[Python-Dev] readd u'' literal support in 3.3?

Guido van Rossum guido at python.org
Fri Dec 9 06:43:35 CET 2011


On Thu, Dec 8, 2011 at 9:33 PM, Chris McDonough <chrism at plope.com> wrote:

> On Thu, 2011-12-08 at 19:52 -0500, Glyph wrote:
> > Zooming back in to the actual issue this thread is about, I think the
> > u""-vs-"" issue is a bit of a red herring, because the _real_ problem
> > here is that 2to3 is slow and buggy and so migration efforts are
> > starting to work around it, and therefore want to run the same code on
> > 3.x and all the way back to 2.5.
>
> Even if it weren't slow, I still wouldn't use it to automatically
> convert code at install time; a single codebase is easier to reason
> about, and easier to support.  Users send me tracebacks all the time;
> having them match the source is a wonderful thing.


Even though 2to3 was my idea, I am gradually beginning to appreciate this
approach. I skimmed the docs for "six" and liked it.

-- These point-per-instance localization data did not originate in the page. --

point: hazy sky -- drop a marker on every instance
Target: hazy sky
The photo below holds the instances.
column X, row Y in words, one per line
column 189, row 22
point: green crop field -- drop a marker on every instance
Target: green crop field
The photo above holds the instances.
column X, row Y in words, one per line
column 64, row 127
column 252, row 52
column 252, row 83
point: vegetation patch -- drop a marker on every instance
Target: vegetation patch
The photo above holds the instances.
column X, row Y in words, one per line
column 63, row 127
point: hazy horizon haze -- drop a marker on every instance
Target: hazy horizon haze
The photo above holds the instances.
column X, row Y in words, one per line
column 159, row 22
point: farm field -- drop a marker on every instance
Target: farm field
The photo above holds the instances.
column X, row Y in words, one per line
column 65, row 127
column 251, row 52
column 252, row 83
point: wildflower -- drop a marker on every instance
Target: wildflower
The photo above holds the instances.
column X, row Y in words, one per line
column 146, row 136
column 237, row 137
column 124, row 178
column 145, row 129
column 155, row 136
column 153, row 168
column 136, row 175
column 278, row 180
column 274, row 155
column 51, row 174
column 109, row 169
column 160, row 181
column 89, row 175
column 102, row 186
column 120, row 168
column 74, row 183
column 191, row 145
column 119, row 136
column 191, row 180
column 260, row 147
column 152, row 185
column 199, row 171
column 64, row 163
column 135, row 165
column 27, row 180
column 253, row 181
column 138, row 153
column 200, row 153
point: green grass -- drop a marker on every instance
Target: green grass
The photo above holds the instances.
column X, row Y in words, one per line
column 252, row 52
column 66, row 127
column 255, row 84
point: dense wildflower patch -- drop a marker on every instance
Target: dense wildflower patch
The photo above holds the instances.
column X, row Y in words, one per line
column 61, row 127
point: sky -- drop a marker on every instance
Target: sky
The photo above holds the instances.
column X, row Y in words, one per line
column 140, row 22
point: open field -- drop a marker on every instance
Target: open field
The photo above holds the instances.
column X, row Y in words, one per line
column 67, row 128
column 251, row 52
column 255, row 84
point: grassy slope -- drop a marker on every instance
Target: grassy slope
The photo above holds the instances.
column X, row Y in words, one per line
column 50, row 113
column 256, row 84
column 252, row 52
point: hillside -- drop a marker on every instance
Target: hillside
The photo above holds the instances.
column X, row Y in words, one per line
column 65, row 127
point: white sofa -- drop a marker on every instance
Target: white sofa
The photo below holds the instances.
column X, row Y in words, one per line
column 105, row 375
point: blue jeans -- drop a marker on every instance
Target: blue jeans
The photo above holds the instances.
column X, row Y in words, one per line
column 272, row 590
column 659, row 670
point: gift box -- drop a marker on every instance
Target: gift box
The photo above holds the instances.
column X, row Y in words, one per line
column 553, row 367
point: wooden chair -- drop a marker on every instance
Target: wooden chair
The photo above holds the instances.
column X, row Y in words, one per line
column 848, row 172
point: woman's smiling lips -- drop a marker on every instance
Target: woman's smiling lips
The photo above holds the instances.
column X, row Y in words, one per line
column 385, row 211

But I think the specific proposal of adding u"..." literals back to 3.3 is
not going to do much good. If we had had the foresight way back when, we
could have added them back to 3.1 and we would have been okay. But having
them in 3.3 but not in 3.2 is just adding insult to injury. I recommend
writing b"...".decode('utf-8'); maybe six's u() does the same?